For multiple linear regression, H0 could be different depending your questions. For example, if the goal is to determine whether there is a linear relationship, H0 is then:

\[\beta_1 = \beta_2 = ... = \beta_k = 0\] Here we test the overall model. If the goal is to test a specific slope, H0 would be:

\[\beta_i = 0\]

Here we test the change with and without such specific slope.

3 Find the best model

The rule is to find a model with higher adjusted R2, lower AIC, and a \(C_p \le p+1\) (p being the number of independent variables included in the model).

4 Check residuals

par(mfrow = c(2, 2))
plot(reg)

par(mfrow = c(1, 1))

Here in the residuals vs. fitted plot, we see a roughly horizontal line is expected (linearity checked). In the Scale-location plot, we also see a roughly horizontal line (homoscedasticity checked). Finally, the residuals are following a normal distribution by examining the normal Q-Q plot (normality checked).

5 Report the results

  • A brief description of the variables you used

  • Report the slope, intercept, R2, and adjusted R2

  • Report predictions if necessary


In-class exercises

Exercise #1

In this exercise, we will learn the concept of cross-validation and how to use it to test the model. The goal of cross-validation is to test the model’s ability to predict new data that was not used in estimating it, in order to flag problems like overfitting or selection bias and to give an insight on how the model will generalize to an independent dataset (i.e., an unknown dataset, for instance from a real problem).
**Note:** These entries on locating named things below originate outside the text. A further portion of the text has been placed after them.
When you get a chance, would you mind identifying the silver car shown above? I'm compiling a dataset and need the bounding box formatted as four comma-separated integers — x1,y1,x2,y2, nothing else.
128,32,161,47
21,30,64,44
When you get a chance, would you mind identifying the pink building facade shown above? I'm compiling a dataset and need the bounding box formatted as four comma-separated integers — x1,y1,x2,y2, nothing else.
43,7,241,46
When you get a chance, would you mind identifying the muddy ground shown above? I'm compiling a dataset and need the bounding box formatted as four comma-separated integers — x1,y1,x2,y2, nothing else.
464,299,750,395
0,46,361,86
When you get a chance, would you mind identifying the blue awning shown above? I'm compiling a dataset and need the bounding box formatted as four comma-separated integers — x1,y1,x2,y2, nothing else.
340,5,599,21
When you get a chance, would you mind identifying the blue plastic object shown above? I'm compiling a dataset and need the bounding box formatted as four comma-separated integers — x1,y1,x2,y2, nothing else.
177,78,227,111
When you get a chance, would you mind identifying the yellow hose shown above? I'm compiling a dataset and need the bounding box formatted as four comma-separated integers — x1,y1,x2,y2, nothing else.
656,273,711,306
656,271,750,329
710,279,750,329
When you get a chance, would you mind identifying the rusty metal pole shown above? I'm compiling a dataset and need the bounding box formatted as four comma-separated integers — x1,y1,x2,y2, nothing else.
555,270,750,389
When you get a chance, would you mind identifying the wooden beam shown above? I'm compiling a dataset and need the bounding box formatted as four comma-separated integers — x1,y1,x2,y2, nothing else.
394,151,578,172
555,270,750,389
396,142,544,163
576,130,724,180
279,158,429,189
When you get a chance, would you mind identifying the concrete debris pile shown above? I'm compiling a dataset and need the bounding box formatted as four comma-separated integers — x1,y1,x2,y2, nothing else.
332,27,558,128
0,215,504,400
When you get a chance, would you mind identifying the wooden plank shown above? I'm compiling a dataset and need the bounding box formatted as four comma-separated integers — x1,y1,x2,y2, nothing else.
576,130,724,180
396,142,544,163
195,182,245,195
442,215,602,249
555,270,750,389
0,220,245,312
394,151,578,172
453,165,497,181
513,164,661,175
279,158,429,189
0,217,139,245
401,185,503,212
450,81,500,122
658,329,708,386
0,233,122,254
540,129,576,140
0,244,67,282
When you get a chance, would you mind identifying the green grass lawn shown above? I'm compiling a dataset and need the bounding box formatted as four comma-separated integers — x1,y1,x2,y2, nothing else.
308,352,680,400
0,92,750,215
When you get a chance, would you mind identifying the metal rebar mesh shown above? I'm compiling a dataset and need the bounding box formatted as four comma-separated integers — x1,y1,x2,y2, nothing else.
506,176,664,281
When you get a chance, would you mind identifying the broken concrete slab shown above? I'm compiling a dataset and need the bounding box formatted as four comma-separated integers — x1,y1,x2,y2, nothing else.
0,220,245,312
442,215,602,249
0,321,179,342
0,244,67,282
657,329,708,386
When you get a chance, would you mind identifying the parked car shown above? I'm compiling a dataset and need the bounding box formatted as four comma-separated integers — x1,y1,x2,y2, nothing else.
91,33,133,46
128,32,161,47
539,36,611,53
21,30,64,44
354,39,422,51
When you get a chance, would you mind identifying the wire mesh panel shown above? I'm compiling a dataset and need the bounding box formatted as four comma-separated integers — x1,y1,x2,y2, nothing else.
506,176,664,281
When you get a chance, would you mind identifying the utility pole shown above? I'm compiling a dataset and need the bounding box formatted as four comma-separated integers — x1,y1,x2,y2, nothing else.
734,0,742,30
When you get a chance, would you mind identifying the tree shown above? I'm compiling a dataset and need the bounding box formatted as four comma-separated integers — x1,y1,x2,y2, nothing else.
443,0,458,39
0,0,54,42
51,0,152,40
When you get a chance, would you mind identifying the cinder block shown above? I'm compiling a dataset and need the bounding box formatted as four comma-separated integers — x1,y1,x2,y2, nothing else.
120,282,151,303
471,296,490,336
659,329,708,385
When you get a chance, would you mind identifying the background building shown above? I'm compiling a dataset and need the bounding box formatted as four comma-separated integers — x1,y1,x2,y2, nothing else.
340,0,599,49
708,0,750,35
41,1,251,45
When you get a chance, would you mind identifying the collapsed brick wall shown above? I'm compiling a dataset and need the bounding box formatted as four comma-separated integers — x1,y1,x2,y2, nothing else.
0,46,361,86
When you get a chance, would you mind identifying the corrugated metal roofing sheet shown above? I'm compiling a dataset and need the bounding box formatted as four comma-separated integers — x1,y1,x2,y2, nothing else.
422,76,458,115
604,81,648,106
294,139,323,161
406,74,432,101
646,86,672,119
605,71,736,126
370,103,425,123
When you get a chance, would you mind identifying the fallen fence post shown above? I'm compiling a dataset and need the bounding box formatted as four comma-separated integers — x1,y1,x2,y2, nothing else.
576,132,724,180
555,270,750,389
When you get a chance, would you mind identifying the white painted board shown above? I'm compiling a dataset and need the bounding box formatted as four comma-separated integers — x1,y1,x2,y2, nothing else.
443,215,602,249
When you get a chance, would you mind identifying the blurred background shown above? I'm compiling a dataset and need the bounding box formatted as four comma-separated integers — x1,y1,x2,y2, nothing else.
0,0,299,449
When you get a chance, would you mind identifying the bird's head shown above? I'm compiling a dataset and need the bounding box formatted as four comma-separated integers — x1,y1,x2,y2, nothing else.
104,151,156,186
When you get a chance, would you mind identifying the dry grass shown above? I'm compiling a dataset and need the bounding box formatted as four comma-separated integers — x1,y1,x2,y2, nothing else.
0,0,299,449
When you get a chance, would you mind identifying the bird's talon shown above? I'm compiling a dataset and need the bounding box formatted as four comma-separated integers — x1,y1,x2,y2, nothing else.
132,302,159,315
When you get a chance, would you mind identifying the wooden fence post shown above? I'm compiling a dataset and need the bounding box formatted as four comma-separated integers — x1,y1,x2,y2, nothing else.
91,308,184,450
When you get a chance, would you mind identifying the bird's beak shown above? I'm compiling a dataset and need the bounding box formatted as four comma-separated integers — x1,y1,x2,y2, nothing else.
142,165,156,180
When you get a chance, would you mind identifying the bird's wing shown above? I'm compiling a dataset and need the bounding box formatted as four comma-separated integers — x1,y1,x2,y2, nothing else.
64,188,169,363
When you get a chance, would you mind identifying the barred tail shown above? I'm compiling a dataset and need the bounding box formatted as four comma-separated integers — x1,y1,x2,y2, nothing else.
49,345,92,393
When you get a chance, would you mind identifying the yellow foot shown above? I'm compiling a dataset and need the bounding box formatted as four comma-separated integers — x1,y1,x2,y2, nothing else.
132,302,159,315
One round of cross-validation involves partitioning a sample of data into complementary subsets, performing the analysis on one subset (called the training set), and validating the analysis on the other subset (called the validation set). To reduce variability, in most methods, multiple rounds of cross-validation are performed using different partitions, and the validation results are combined (e.g., averaged) over the rounds to give an estimate of the model’s predictive performance.

We will use the CPU performance data from the MASS package.

1.1 Load the data cpus in the MASS package by:

library(MASS)
data(cpus)

1.2 Use 85% of the data points to form a training set, and the rest data points as the validation set

fraction        <- 0.85
sample_index    <- sample(nrow(cpus),nrow(cpus)*fraction)
cpus_training   <- cpus[sample_index,]
cpus_validation <- cpus[-sample_index,]

1.3 Use the ggpairs() function to check the linear relationship between dependent variable perf and each independent variable (syct, mmin, mmax, cach, chmin, chmax) in cpus_training.

1.4 Fit a regression model between dependent variable perf and all independent variables (syct, mmin, mmax, cach, chmin, chmax). What is the adjusted R2? Which independent variable(s) has an insignificant slope?

1.5 Use the all possible subsets approach to find the best model. Please justify your selection.

1.6 Use the all best subsets approach to find the best model. Please justify your selection.

1.7 Use backward elimination approach to find the best model.

1.8 Use forward selection approach to find the best model.

1.9 Use stepwise regression approach to find the best model.

1.10 Give your best linear model based on results from step 5-9.

1.11 Apply the best linear model model_from step 10 to cpus_validation subset, get the individual prediction of CPU performance (perf) using the predict() function. Compare predicted CPU performance with actual values in cpus_validation in terms of Pearson correlation coefficient and relative mean bias.

1.12 Use the linear model model_from step 10, repeat step 2 and 11 for 50 times. Each time, you will end up with different cpus_training, cpus_validation, Pearson correlation coefficient, and relative mean bias. Report the mean Pearson correlation coefficient and mean relative mean bias. Based on the cross-validation result, is the model a reliable one?